The default for mapIds's multiVals argument is "first" so only the first entry is used, which is probably fine. You could try to add the multiVal argument to idMap to push to mapIds, but you'd have to restrict it so that only 1 to.ID was returned. If you want to report the number of from.IDs that had > 1 to.ID, you could add something like:

> y <- mapIds(org.Hs.eg.db, keys = rownames(airSE), keytype = "ENSEMBL",
+        column = "ENTREZID", multiVals = "list")
'select()' returned 1:many mapping between keys and columns
> sum(vapply(y, length, numeric(1)) > 1)
[1] 104

Finally, to resolve cases where >1 from.ID map to the same to.ID, your current implementation is to use the first one. However, if the rowData of the summarizedExperiment has p-values, I'd like the option of keeping the from.ID that had the lowest p-value.

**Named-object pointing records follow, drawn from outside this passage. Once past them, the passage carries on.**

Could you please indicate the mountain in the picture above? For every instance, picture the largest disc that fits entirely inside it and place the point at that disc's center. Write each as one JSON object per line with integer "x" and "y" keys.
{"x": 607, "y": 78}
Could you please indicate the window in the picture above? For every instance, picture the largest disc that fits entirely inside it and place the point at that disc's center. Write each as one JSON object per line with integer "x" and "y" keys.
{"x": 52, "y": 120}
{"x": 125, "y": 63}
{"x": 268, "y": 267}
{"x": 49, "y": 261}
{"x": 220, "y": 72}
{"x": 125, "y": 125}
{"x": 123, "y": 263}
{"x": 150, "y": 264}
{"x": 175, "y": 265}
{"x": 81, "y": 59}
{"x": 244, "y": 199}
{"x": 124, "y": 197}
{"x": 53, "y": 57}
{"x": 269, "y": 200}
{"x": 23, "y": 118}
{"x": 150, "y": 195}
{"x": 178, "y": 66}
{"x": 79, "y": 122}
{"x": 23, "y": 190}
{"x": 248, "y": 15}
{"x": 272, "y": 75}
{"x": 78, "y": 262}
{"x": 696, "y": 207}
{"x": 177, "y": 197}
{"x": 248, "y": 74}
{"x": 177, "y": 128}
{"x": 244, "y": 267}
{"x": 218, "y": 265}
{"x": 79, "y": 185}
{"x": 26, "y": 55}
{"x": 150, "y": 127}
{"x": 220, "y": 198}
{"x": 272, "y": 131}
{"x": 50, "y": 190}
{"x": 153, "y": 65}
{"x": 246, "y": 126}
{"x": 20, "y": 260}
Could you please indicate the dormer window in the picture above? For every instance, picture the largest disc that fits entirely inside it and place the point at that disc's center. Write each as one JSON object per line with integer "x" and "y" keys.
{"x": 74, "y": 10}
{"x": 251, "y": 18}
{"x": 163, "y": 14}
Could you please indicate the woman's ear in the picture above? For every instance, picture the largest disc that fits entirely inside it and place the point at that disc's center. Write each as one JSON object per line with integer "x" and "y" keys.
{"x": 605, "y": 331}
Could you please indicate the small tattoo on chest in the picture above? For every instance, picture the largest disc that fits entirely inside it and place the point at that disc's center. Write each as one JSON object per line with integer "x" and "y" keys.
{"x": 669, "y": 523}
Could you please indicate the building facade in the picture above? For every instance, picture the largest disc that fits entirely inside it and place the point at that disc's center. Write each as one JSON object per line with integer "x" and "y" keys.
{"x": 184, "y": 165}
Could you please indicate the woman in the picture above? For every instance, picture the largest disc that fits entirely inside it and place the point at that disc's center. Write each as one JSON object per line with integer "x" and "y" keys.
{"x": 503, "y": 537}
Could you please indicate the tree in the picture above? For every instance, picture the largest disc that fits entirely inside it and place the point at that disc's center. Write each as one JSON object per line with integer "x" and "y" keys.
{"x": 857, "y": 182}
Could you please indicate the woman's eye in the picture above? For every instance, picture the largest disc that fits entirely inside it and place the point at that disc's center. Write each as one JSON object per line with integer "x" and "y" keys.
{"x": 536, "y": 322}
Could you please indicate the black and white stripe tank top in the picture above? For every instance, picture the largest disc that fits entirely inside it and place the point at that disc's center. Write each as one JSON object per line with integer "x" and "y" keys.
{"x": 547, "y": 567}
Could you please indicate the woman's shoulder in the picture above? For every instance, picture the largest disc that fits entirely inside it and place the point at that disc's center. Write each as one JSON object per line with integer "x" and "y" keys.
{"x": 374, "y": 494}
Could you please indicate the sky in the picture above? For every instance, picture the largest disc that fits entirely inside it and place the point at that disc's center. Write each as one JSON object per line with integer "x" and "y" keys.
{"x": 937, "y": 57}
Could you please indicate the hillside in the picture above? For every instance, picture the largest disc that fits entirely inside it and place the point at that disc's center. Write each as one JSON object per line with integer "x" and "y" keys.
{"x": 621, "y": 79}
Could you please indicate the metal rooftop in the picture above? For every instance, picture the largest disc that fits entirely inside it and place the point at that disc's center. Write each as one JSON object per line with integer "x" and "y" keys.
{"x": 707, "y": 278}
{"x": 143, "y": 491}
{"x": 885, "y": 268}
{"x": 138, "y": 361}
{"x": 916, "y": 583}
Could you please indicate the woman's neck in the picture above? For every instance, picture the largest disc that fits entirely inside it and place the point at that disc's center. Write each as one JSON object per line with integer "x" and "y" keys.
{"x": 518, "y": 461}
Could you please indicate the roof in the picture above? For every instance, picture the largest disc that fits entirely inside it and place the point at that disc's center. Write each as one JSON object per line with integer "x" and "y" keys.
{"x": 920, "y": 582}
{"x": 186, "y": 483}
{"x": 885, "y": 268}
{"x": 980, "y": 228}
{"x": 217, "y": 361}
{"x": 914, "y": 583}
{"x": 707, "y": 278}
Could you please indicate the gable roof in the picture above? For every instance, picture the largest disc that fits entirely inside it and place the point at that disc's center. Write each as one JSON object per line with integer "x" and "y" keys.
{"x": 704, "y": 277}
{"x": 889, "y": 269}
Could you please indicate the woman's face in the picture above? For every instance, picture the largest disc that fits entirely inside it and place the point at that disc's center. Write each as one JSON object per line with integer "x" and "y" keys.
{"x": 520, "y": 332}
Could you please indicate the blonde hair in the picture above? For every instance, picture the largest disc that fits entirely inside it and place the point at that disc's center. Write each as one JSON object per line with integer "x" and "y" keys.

Thanks!!

lgeistlinger commented 6 years ago

Thanks for reporting + I'll be looking into this!

jdrnevich commented 6 years ago

I just learned about lengths()!! No need for the vapply:

sum(lengths(y) > 1)

lgeistlinger commented 6 years ago

Short follow-up:

I confirm that this is a bug and has been fixed in devel (EnrichmentBrowser 2.11.8) and release (EnrichmentBrowser 2.10.5).

Thanks for providing illustrative code - that made it easy!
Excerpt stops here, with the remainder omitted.